Strength & Influence is Ageless!

    Every day, it seems the news is full of stories about young prodigies and talented children working to make the world a better place. We hear even more about skilled adults in the workplace changing the lives of the people and the community around them, sometimes even on an international scale. But what about the elderly population in our communities? Where are their stories of inspiration and perseverance?

    Ginny MacColl | 65 year old | American Ninja Warrior Contestant Season 9 & 10

    The book Late Boomers, besides being a clever play on words, strives to bring such stories of the elderly to light.

    So-called “late boomers” are people who have made inspirational differences both in their lives and in the community around them later in life, often after retirement. The accomplishments of these late boomers range from becoming the oldest female contestant on the NBC show “American Ninja Warrior” to saving over two thousand dogs from high-kill shelters.

    And it just so happens that one such inspirational late boomer fares from Atlanta.

    Meet David Deutchman, former Senior VP of International Sales at Maidenform Worldwide and current “ICU Grandpa” at Children’s Healthcare of Atlanta.

    “I didn’t realize I’d see a side of life that most people never imagine and couldn’t imagine,” Deutchman says about his experiences at Children’s Healthcare of Atlanta.

    After retiring from his position as VP, Deutchman bounced around from consulting to giving guest lectures at local universities. However, he still felt he could contribute more to the Atlanta community. And contribute he did at Children’s Healthcare of Atlanta at Scottish Rite.

    David Deutchman | Children’s Healthcare of Atlanta “ICU Grandpa”

    His service started in teaching school-age children who needed to stay at the hospital for longer periods of time. After several encounters with tearful mothers of hospital-bound children, his service switched from education to comforting and empathizing with the families of patients. But his title as the ICU Grandpa would only become established after being informed by a nurse of a lonely baby.

    “I went and talked to the baby,” Deutchman says. “A nurse said, ‘Would you like to hold her?’ I picked her up and she put her head on my shoulder and I fell in love. That was the end of me.”

    While Deutchman continues his work supporting mothers and older children, he has since dedicated himself to holding babies—rocking, cuddling, and singing to them. With his role in the infant ICU unit, he takes some work off the shoulders of busy nurses and fraught mothers. He estimates in his fourteen years of working as the ICU Grandpa that he has held over two thousand babies.

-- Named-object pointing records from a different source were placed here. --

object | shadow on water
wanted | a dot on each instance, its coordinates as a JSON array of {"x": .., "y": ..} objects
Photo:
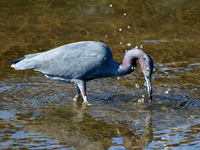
[{"x": 39, "y": 113}]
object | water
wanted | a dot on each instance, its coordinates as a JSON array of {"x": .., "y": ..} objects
[{"x": 38, "y": 113}]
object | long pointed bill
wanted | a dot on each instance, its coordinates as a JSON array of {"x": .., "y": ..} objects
[{"x": 149, "y": 86}]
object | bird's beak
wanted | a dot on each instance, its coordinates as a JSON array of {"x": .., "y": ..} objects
[{"x": 149, "y": 86}]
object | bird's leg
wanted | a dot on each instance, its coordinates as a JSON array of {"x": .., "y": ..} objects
[
  {"x": 82, "y": 87},
  {"x": 77, "y": 94}
]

    Even after supporting such a vast number of babies and their families, Deutchman says he remembers many of them and keeps in touch with the mothers he worked with.

    “I’m going to continue to stay in touch with ‘My Moms,’” Deutchman says. “I take them to lunch and keep in touch. I love doing that.”

    In his line of work, Deutchman has touched the lives of countless families and nurses in Atlanta. Children’s Healthcare of Atlanta has been forever changed by Deutchman’s commitment to the community.

    David Deutchman was just one of the many inspirational people the author of Late Boomers, Jeri Bernstein, interviewed.

    “You know, people my age, or even older, don’t feel like curling up or giving up, for that matter,” says Bernstein. “People are healthier and more engaged in life, sometimes more than they ever have been,” says Bernstein.

    Author of Late Boomers, Jeri Bernstein

    Plenty of experience from her own life proved this: even as a mother of four and grandmother of two, Bernstein manages to participate in CrossFit three times a week and work as a freelance copywriter. But after an experience interviewing residents of an Atlanta retirement community and hearing their stories, she wasn’t satisfied with just that; she set out to find the accounts of the most extraordinary accomplishments of late boomers around the world.

    “Quite frankly, they weren’t that hard to find,” Bernstein says. “Which I think says a lot about the Baby Boomer generation and how ambitious and vibrant they are.”

    The entirety of Late Boomers is a testament to the tenacity of the human race and proves that age doesn’t define us. Each story of every person featured in the book, from a woman in her 50s becoming a roller derby skater to the author herself, serves as an example of how anyone can start the journey toward achieving their dreams at any age. Age doesn’t limit how far humans can push boundaries into spaces never explored before.

    It’s as Bernstein loves to say: “There’s plenty of gas left in the tank.”